Miguel Castro isn't the only young reliever who is getting a higher profile early in the season. His roommate, Roberto Osuna, also is going to be pitching in high-leverage situations. He likely will find himself in a set-up role in the seventh or eighth inning.

"We're going to have to use him," manager John Gibbons said. "These are our guys. And we have to find out about the other (relievers). We had a chance to put some other guys in (Wednesday) but (Aaron) Loup and (Brett) Cecil are our reliable guys that we know a lot about. My thought was that if we don't get through the eighth inning, there wasn't going to be a ninth. And there wasn't a ninth."

Staked to a 3-1 lead, Loup came in to start the eighth and gave up a bloop single, a solid single and then hit Yankee Brett Gardner to load the bases with nobody out. Cecil came in and wild-pitched in one run, hit a man to force in another and then a grounder bounced off his wrist that scored another run.

Osuna came into the inning with one out and struck out Alex Rodriguez before getting a routine fly ball by Stephen Drew.

"With our rotation, the bullpen is going to be very valuable considering we don't have a lot of guys who you can expect to go eight innings or a complete game," Gibbons said. "(Daniel) Norris could turn into one of those guys. Maybe (Aaron) Sanchez but he tends to throw a lot of pitches. We're going to have to lean pretty heavily on our bullpen.

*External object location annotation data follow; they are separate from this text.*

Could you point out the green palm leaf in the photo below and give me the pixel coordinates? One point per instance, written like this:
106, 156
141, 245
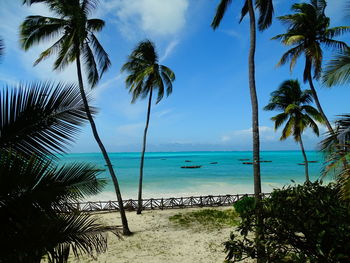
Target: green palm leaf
338, 69
40, 118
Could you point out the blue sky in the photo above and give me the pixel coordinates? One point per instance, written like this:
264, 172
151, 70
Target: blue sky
210, 105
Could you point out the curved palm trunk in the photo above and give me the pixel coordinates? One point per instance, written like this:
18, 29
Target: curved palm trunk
259, 235
126, 230
139, 207
317, 102
307, 179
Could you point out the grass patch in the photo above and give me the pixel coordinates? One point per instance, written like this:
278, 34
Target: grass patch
210, 218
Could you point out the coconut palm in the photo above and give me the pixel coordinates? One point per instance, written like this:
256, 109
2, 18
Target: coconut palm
76, 40
336, 147
145, 76
296, 113
308, 30
265, 8
338, 69
35, 121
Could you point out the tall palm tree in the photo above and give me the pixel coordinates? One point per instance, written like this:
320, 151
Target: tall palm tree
35, 121
338, 69
76, 40
145, 76
308, 30
336, 147
265, 8
296, 113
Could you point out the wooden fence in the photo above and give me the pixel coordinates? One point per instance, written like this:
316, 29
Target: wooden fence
160, 203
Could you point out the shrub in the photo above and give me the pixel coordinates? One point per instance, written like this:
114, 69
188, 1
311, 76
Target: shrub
244, 205
302, 223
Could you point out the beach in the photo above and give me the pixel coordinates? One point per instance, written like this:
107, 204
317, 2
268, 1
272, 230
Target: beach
220, 173
156, 239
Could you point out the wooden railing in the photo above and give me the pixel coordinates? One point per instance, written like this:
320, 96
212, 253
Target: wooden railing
160, 203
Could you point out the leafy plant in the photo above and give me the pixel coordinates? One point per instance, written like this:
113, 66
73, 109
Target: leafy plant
145, 76
302, 223
244, 205
210, 218
34, 190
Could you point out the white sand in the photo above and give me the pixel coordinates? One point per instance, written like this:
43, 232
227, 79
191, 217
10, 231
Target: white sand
157, 240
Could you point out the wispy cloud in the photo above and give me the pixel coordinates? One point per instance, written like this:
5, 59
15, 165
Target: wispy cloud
148, 17
169, 49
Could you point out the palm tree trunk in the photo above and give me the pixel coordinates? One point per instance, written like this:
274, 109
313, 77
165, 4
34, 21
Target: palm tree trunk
259, 235
126, 230
317, 102
305, 160
139, 208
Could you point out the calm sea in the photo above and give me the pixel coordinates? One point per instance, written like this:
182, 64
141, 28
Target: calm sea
220, 172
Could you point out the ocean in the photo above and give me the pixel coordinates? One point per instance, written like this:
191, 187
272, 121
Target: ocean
220, 173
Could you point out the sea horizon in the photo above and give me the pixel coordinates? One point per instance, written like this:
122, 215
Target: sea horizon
221, 172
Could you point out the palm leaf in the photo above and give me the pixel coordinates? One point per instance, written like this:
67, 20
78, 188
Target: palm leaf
40, 118
338, 69
220, 12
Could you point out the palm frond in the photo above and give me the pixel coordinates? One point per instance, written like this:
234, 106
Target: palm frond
338, 69
220, 12
95, 24
100, 54
40, 118
265, 13
90, 65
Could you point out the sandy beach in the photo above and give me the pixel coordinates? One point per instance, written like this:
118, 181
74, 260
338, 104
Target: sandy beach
157, 239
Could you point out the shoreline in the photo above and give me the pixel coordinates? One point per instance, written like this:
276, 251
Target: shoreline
156, 239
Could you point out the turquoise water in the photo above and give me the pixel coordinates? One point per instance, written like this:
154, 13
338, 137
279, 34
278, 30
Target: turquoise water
163, 176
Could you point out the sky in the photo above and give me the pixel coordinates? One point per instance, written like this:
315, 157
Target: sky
209, 108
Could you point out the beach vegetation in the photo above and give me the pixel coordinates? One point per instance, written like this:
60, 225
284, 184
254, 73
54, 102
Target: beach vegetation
337, 71
146, 75
265, 10
296, 112
37, 121
245, 205
308, 30
208, 218
75, 40
302, 223
336, 148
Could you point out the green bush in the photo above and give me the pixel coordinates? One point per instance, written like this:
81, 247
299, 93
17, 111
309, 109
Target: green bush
302, 223
207, 217
244, 205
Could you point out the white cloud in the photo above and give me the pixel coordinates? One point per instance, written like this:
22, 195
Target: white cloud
150, 17
238, 136
133, 129
169, 50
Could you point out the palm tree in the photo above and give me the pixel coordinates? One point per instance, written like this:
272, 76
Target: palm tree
338, 69
146, 75
76, 40
336, 147
308, 30
296, 113
35, 121
265, 8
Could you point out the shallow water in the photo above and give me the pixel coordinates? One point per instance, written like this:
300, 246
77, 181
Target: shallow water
164, 177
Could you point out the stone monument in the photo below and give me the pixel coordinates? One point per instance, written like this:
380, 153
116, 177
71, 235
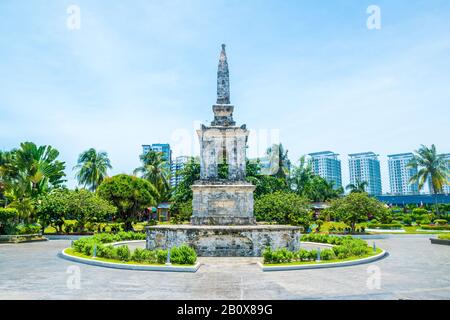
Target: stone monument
223, 201
223, 223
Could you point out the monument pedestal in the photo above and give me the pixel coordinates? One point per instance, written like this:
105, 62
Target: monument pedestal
222, 203
224, 241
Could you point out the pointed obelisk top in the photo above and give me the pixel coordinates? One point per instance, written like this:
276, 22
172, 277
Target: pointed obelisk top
223, 79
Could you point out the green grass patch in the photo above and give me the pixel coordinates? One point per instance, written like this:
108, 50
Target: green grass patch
297, 263
72, 252
444, 236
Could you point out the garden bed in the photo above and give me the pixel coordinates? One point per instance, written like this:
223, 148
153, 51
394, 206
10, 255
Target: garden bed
341, 251
21, 238
445, 242
72, 255
111, 250
300, 265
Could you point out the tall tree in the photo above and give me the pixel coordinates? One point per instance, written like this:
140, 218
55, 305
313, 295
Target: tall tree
280, 163
431, 167
130, 195
28, 173
301, 176
92, 168
155, 170
357, 187
38, 167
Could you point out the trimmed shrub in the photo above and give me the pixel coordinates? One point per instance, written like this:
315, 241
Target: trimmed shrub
327, 254
431, 227
107, 252
444, 236
138, 255
183, 255
278, 256
161, 256
393, 226
25, 228
440, 222
123, 253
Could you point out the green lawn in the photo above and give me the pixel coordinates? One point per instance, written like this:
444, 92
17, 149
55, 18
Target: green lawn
296, 263
72, 252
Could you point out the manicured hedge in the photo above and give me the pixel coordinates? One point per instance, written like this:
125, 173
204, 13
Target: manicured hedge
178, 255
434, 227
344, 247
392, 226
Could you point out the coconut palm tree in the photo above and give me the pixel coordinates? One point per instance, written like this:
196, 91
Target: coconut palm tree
280, 163
27, 173
301, 176
357, 187
37, 168
156, 170
431, 167
92, 168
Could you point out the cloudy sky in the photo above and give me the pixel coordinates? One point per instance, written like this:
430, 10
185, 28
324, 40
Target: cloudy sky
308, 72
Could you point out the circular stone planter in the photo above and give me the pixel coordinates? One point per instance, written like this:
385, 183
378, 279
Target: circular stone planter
22, 238
324, 265
128, 266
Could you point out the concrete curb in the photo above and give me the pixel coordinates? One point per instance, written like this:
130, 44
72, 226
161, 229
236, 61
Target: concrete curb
135, 267
126, 242
327, 245
324, 265
386, 230
444, 242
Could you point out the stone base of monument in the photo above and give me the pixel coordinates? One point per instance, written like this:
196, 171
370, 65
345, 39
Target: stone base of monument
224, 241
222, 202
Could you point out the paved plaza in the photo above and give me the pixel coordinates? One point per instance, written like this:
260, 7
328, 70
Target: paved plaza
414, 269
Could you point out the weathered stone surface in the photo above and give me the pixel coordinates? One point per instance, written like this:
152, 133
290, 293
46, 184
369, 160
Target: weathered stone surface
224, 241
223, 79
222, 203
222, 144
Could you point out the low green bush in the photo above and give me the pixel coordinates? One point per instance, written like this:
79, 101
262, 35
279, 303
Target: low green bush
183, 255
123, 253
7, 219
161, 256
440, 222
388, 226
107, 252
327, 254
434, 227
344, 247
27, 228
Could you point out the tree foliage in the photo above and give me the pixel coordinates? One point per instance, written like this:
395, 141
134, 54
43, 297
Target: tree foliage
357, 207
130, 195
157, 171
92, 168
283, 208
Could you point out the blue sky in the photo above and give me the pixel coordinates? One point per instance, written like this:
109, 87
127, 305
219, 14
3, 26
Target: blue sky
139, 72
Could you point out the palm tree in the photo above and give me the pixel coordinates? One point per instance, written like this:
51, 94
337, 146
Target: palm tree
280, 163
357, 187
431, 167
156, 170
301, 176
92, 168
37, 168
27, 173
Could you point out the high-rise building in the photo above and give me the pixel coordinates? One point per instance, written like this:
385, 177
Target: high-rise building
327, 165
446, 188
176, 167
400, 175
366, 167
164, 148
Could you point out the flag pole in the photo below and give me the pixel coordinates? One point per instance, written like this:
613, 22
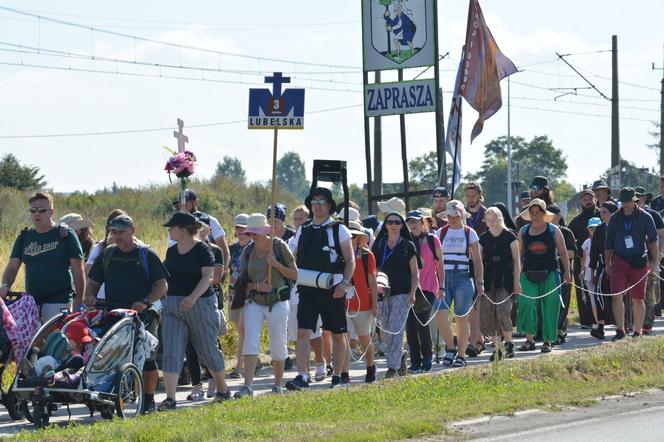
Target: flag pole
272, 208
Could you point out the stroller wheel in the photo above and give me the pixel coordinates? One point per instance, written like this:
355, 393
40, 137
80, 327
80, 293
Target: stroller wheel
13, 405
129, 400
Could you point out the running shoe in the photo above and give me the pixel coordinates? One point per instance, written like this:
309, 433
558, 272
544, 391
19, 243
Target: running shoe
298, 384
196, 394
244, 391
320, 373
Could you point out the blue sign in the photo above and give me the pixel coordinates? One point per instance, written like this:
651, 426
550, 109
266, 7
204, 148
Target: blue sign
404, 97
276, 109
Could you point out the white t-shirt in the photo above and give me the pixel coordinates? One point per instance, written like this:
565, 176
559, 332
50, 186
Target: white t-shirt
454, 247
344, 235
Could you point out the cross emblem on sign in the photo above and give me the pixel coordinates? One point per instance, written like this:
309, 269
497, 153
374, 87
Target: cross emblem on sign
182, 138
277, 79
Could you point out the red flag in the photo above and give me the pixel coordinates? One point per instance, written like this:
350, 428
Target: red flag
484, 66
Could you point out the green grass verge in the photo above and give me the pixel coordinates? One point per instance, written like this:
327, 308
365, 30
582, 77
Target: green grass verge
413, 406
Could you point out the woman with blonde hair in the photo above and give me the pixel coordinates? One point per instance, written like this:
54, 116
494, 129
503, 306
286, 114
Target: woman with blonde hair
502, 268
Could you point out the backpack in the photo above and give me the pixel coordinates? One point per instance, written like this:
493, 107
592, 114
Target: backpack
107, 256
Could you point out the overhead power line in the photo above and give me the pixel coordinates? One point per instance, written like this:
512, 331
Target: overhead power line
166, 43
158, 129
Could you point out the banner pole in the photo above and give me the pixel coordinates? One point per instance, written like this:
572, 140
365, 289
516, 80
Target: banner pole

"We'd love to have somebody (in the closer role) so we could define the roles. But we're still trying to figure some things out. Normally, nine out of 10 times, we would shut that game down last night. It just didn't happen. The hit batters, the wild pitches, that's not normal."

"Generally teams have that bona fide proven guy and they just work backwards from there. But if teams with good closers don't have a quality set-up guy, then that guy isn't as good either. You don't win without a good bullpen nowadays."